Huge by Brent Butt

Set in the mid-90’s on the stand up circuit, a trio of comedians set off on a tour of smaller comedy clubs in Canada. Dale is an old hand at the job who needs some extra cash, Rynn is an ingenue from Ireland with a big future ahead of her, and Hobie is their driver, built like a refrigerator, he wants to make it in comedy too, but he isn’t very funny. He also seems to be enacting some kind of violent revenge, unbeknownst to our two heroes. As the blood starts to spatter, can our heroes survive?

The book is written by Brent Butt, who was nominated for an Emmy for the tv show Corner Gas, and who works as a screenwriter and a stand up comedian. The book has a certain imagery and pacing that feels potentially cinematic, the writing is quite visual and works well for this horror/comedy genre. The opening scene feels very much like the first scene in a movie of this genre. I do like that it drops you right in on the action.

For me, this book was a little cringey. And that really took me out of the moment a lot and made it a bot of a slog to read at times. I felt a bit like the bad guy getting his revenge on bad club owners and shady people felt like the authors personal revenge. Not so relevant or meaningful to the reader. Stand up can be brutal, we get it.

The other two characters. Firstly, Rynn, who is attractive and young, looks up to Dale, and does not have normal female reactions to events as they unfold. She would be so nervous around Hobie in real life. And Dale, who is a Gary Stu (a male Mary Sue). He has a habit of saying the ends of the sentences in his head out loud. It’s annoying. His wife left him. No fault of his own, of course. His daughter is disappointed in him, he always lets her down. She is his main motivation, which begs the question as to why he lets her down so often. In one scene, he’s so professional that he turns a crappy job into an amazing set, everyone loves him and the cute, younger female bar tender throws herself at him, but he politely refuses. It feels so on the nose. He tends to not like other characters who put women down or make sexist jokes, yet he makes a jokes based on people’s appearances all the time, including calling one woman a steamer trunk because she’s fat. He basically has Nice Guy vibes. He’s one dimensional.

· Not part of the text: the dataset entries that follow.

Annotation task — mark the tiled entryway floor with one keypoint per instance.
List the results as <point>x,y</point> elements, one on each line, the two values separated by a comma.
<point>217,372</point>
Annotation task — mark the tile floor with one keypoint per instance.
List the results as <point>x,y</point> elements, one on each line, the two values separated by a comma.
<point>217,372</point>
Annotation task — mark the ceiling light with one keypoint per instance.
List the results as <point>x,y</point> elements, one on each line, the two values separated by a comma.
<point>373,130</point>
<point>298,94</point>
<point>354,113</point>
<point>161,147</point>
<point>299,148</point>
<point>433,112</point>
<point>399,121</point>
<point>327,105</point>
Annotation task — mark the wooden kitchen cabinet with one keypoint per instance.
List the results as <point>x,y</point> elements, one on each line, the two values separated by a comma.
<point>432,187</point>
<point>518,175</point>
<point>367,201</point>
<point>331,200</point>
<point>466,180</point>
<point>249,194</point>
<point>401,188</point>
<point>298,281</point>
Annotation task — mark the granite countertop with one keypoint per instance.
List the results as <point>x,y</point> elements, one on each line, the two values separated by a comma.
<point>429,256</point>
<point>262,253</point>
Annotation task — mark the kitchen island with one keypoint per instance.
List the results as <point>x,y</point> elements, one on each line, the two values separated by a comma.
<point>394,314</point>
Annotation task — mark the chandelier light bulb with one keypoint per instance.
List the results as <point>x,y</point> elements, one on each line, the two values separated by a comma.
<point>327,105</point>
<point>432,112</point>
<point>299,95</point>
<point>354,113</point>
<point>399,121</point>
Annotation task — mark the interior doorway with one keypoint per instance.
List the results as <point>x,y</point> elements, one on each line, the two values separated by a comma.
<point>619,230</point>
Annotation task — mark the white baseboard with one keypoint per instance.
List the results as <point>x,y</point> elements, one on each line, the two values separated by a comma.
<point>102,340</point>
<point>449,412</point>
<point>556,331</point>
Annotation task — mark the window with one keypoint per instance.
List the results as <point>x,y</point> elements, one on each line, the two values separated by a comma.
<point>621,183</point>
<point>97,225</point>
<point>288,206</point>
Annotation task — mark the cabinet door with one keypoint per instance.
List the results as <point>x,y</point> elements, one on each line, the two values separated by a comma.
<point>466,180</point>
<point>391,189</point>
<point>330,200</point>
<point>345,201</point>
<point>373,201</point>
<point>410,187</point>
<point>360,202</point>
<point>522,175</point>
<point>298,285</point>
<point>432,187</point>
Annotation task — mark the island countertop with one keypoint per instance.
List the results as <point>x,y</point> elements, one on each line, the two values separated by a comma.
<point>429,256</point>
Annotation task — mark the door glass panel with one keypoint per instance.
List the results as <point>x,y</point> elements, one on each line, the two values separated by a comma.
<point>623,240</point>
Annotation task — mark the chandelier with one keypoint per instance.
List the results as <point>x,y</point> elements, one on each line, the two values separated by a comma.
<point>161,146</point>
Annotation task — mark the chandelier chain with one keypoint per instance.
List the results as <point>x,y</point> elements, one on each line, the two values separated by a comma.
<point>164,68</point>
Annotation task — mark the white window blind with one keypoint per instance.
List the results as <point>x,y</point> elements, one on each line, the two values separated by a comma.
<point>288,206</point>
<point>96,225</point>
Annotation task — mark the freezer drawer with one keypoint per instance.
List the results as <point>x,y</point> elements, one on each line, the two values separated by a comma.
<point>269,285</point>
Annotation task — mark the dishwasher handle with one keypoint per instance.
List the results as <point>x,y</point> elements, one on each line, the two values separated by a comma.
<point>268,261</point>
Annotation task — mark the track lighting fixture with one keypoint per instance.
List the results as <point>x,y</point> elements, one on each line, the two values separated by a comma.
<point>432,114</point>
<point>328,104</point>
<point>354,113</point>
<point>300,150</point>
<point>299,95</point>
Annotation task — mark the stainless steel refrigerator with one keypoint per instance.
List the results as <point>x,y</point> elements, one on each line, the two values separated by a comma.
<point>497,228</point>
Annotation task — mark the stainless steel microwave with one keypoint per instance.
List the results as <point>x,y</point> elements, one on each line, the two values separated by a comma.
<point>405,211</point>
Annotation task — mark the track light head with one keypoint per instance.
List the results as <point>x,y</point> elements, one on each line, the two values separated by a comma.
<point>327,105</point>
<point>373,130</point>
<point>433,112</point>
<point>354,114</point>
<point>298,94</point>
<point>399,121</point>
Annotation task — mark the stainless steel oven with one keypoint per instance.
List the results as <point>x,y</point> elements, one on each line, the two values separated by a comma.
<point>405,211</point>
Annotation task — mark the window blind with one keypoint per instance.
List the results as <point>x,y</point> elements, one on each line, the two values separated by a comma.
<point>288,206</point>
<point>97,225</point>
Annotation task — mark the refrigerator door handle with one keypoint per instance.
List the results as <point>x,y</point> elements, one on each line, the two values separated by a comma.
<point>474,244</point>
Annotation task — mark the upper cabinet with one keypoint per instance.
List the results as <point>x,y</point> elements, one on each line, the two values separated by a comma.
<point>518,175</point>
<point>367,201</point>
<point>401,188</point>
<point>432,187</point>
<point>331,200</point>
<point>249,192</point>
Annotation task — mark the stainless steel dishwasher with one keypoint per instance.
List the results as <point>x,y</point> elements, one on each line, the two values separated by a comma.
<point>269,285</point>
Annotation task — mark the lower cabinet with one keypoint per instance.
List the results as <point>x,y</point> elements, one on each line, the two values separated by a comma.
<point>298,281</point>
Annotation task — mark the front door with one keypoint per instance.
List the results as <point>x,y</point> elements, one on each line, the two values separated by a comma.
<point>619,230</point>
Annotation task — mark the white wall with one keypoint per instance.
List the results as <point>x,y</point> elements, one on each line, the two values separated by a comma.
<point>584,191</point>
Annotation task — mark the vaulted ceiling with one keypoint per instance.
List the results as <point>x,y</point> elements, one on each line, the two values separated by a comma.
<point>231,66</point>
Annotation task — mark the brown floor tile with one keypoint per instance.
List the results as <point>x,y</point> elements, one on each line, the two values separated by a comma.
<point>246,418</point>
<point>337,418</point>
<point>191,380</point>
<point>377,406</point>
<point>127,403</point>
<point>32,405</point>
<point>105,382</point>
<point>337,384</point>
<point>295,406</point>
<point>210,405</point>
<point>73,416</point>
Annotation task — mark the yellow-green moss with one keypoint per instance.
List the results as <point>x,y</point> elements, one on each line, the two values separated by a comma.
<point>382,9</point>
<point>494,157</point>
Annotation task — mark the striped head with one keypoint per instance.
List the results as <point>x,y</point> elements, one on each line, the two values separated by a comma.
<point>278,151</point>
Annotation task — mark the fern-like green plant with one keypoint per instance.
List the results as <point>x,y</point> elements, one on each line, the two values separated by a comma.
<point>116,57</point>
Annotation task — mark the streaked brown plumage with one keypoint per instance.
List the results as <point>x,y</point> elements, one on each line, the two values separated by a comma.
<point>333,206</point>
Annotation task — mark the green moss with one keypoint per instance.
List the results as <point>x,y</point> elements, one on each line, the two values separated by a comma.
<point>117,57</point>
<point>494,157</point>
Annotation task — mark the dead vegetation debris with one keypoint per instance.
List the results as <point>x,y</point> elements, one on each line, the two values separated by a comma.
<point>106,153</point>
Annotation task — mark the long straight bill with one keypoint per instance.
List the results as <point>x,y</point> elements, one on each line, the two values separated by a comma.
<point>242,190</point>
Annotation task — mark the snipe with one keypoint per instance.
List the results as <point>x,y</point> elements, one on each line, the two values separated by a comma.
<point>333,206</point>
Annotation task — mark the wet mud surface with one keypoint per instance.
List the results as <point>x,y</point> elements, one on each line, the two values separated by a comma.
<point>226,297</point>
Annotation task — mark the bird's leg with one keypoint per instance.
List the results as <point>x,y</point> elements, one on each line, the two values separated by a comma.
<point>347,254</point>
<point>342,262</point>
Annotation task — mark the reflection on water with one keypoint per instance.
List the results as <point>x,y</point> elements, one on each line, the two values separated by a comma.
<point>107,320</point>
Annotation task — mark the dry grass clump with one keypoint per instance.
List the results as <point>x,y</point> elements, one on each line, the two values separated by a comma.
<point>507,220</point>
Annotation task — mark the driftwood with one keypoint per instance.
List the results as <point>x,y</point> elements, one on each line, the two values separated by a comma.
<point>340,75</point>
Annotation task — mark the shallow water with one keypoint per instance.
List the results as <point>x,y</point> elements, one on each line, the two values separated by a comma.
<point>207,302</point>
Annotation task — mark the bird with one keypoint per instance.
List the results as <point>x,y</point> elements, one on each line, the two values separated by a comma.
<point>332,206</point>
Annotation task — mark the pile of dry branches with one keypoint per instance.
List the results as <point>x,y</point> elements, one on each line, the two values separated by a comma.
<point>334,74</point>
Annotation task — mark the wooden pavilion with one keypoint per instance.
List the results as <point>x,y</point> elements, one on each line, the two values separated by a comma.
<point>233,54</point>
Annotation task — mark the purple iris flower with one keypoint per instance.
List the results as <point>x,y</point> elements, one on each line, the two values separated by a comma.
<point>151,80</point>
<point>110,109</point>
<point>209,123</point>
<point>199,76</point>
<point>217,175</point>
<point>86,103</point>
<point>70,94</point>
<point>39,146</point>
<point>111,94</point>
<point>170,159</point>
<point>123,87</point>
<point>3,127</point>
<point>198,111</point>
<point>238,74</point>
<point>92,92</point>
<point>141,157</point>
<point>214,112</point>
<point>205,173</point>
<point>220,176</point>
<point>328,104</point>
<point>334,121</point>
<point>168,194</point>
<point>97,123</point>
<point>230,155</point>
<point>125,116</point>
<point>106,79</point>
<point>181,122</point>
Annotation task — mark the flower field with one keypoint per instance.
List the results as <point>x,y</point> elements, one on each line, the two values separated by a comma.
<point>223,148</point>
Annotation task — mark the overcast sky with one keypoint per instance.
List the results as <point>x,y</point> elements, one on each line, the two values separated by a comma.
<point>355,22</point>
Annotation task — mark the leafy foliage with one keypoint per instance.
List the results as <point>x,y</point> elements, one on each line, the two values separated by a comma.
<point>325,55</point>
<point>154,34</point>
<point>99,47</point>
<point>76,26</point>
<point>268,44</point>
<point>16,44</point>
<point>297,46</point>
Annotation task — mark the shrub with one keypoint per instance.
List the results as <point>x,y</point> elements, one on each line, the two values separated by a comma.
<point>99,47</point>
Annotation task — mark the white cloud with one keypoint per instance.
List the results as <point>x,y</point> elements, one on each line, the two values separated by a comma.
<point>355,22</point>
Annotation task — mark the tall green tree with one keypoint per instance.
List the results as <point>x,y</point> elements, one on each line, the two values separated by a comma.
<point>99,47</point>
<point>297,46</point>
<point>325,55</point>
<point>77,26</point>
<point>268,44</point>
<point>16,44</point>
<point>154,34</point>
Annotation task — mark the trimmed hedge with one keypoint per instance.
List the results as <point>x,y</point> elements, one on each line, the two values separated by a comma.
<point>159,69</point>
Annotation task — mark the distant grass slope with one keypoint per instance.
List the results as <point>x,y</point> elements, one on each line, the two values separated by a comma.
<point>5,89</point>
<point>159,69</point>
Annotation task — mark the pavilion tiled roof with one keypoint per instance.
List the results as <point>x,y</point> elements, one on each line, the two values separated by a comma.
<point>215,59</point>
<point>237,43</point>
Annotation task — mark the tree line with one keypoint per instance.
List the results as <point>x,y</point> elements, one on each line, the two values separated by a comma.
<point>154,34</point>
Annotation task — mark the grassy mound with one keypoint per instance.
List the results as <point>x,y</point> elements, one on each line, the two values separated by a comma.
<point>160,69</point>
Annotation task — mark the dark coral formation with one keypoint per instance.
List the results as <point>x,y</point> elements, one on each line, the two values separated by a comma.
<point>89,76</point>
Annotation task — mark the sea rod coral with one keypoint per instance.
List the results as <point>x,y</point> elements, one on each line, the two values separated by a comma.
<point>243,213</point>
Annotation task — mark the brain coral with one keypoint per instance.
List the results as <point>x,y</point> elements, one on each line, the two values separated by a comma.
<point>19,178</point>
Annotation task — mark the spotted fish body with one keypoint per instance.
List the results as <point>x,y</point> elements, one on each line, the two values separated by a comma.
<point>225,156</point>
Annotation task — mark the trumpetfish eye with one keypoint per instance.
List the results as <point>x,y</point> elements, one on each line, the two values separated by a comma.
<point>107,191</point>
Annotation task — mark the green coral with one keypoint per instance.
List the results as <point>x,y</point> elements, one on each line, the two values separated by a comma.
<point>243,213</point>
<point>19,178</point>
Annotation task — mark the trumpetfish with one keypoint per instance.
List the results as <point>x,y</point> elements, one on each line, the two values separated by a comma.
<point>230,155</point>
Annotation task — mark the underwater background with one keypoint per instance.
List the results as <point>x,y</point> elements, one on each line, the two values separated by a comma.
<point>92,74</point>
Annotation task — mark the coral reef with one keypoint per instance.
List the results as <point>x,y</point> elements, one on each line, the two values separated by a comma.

It’s odd. A book written by a comedian should be funny. The scenes of the set ups for the comedy sets feel like we’re watching from the outside. We’re not getting drawn into the internal world that much, how it feels up there. But we are getting a description of what it looks like. The jokes that the comedians tell are really bland and not at all funny. I felt like I was reading a description of what stand up looks like, rather than a story about it.

What I did like was the plot and the pacing. It moves along at a nice pace and there was a shift in gears to higher tension at just the right moment, which I really liked. I liked the concept of the three being thrown together and how Hobie was just this big guy who wants to be in comedy, and that the other two don’t know what’s up with him. The killings were not too gory, but just right for the tone of the whole. I think this part or aspect of the book works really well. In fact, if this were a movie, I’d probably watch it.

I did think the ending could have been tightened up a little. There’s a big scene at the end, and we get Hobie’s back story, which feels irrelevant. People have been a lot worse than him who had better childhoods, it’s not the motivation that the author thinks it is. And he’s not our MC so we don’t care. A lot of this feels kind of tacked on and not important. Also, while Hobie has his final scene, Rynn and Dale appear to just be sitting there. Waiting til they’re needed for the story again.

In essence, they say write what you know. Clearly our author knows this world, but that’s no excuse to bore me with it. A comedian writing should be funny. Passages about Dale knowing all about comedy theory are dull. Perhaps write a memoir? I was reading this book for violence and jokes. It did not really deliver for me.

Read It If: I think there is some good stuff here. There’s a great premise and the plot works well. It just gets a bit bogged down and those characters really needed some more depth. I wonder if this was originally planned as a screenplay and ended up being a book?

Thank you to the publisher for the copy of this book for review.